Quantification of seminolipid by LC-ESI-MS/MS-multiple reaction monitoring: compensatory levels in Cgt(+/⁻) mice

Abstract

Seminolipid, also known as sulfogalactosylglycerolipid (SGG), plays important roles in male reproduction. Therefore, an accurate and sensitive method for SGG quantification in testes and sperm is needed. Here we compare SGG quantitation by the traditional colorimetric Azure A assay with LC-ESI-MS/MS using multiple reaction monitoring (MRM). Inclusion of deuterated SGG as the internal standard endowed accuracy to the MRM method. The results showed reasonable agreement between the two procedures for purified samples, but for crude lipid extracts, the colorimetric assay significantly overestimated the SGG content. Using ESI-MS/MS MRM, C16:0-alkyl/C16:0-acyl SGG of Cgt(+/⁻) mice was quantified to be 406.06 ± 23.63 μg/g testis and 0.13 ± 0.02 μg/million sperm, corresponding to 78% and 87% of the wild-type values, respectively. CGT (ceramide galactosyltransferase) is a critical enzyme in the SGG biosynthesis pathway. Cgt⁻/⁻ males depleted of SGG are infertile due to spermatogenesis arrest. However, Cgt(+/⁻) males sire offspring. The higher than 50% expression level of SGG in Cgt(+/⁻) animals, compared with the wild-type expression, might be partly due to compensatory translation of the active CGT enzyme.
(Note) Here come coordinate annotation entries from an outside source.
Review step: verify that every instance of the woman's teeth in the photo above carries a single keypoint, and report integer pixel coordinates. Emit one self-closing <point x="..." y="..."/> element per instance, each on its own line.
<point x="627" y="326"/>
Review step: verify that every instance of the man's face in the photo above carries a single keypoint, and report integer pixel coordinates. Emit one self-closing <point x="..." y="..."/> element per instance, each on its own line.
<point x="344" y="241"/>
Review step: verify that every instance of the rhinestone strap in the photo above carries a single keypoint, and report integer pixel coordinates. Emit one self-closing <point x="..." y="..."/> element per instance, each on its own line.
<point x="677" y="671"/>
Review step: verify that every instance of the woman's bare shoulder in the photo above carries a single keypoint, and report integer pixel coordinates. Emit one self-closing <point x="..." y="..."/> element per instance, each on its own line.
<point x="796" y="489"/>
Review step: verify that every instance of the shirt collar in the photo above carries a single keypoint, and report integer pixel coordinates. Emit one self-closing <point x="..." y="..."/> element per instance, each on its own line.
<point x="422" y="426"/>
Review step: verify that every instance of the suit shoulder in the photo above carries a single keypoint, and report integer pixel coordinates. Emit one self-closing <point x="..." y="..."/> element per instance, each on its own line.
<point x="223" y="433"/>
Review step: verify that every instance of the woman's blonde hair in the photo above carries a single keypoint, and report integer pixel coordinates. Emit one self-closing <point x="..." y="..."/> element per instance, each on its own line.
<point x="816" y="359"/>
The results also indicated that 78% of SGG levels in Cgt(+/⁻) mice were sufficient for normal spermatogenesis.

Fig. 1.

A: Structure of C16:0/C16:0 SGG (1-O-hexadecyl-2-O-hexadecanoyl-3-O-β-D-(3′-sulfo)-galactopyranosyl-sn-glycerol). B: Deuterium-labeled internal standard. C: C24:1 sulfatide (also known as cerebroside sulfate and sulfogalactosylceramide, SGC), the other main mammalian sulfolipid. MS/MS fragmentation positions that generate ions used for MRM analyses are indicated. SGG, sulfogalactosylglycerolipid.

Fig. 2.

Purity of pig testis SGG standards. Top panel: HPTLC of partially purified SGG (lanes a and c) and highly purified SGG (lanes b and d). Plates were treated with Coomassie Blue (lanes a and b) and Azure A (lanes c and d). The samples were prepared from a pig testis as described in “Materials and Methods.” Bottom panel: Sulfate (m/z 97) parent ion electrospray tandem spectra of the same partially purified SGG (A) and highly purified SGG (B) samples.

Fig. 3.

Purity of mouse testis lipid extracts. Top panel: HPTLC of total mouse testis lipids (lanes a and c) and partially purified SGG (lanes b and d). Plates were treated with Coomassie Blue (a and b) and Azure A (c and d). Bottom panel: Sulfate (m/z 97) parent ion electrospray tandem spectra of mouse total testis lipids (A) and partially purified SGG (B).

Fig. 4.

MRM chromatograms of C16:0/C16:0 SGG in the total mouse testis lipid extract and the deuterated SGG (²H₃-SGG) internal standard. Parent to fragment ion transitions included two for both SGG (A and B) and ²H₃-SGG (C and D) (m/z 97 for both SGG and ²H₃-SGG, m/z 539.3 for SGG, and m/z 542.3 for ²H₃-SGG). The peak heights in arbitrary units for the signals in traces A, B, C, and D were 1526, 3094, 1348 and 1530, respectively. For quantitation, the average of the values obtained for the two transitions was used.

Fig. 5.

Levels of SGG and total sulfolipids in testes and sperm of Cgt^+/− mice and their wild-type littermates. SGG was quantified by LC-MS/MS-MRM, and total sulfolipids were quantified by the Azure A assay. Three Cgt^+/− mice and three wild-type littermates were used for SGG quantification. For total sulfolipid quantification, two additional Cgt^+/− and wild-type mice were included. *Significant difference of the values from Cgt^+/− mice compared with the wild-type values (P < 0.05).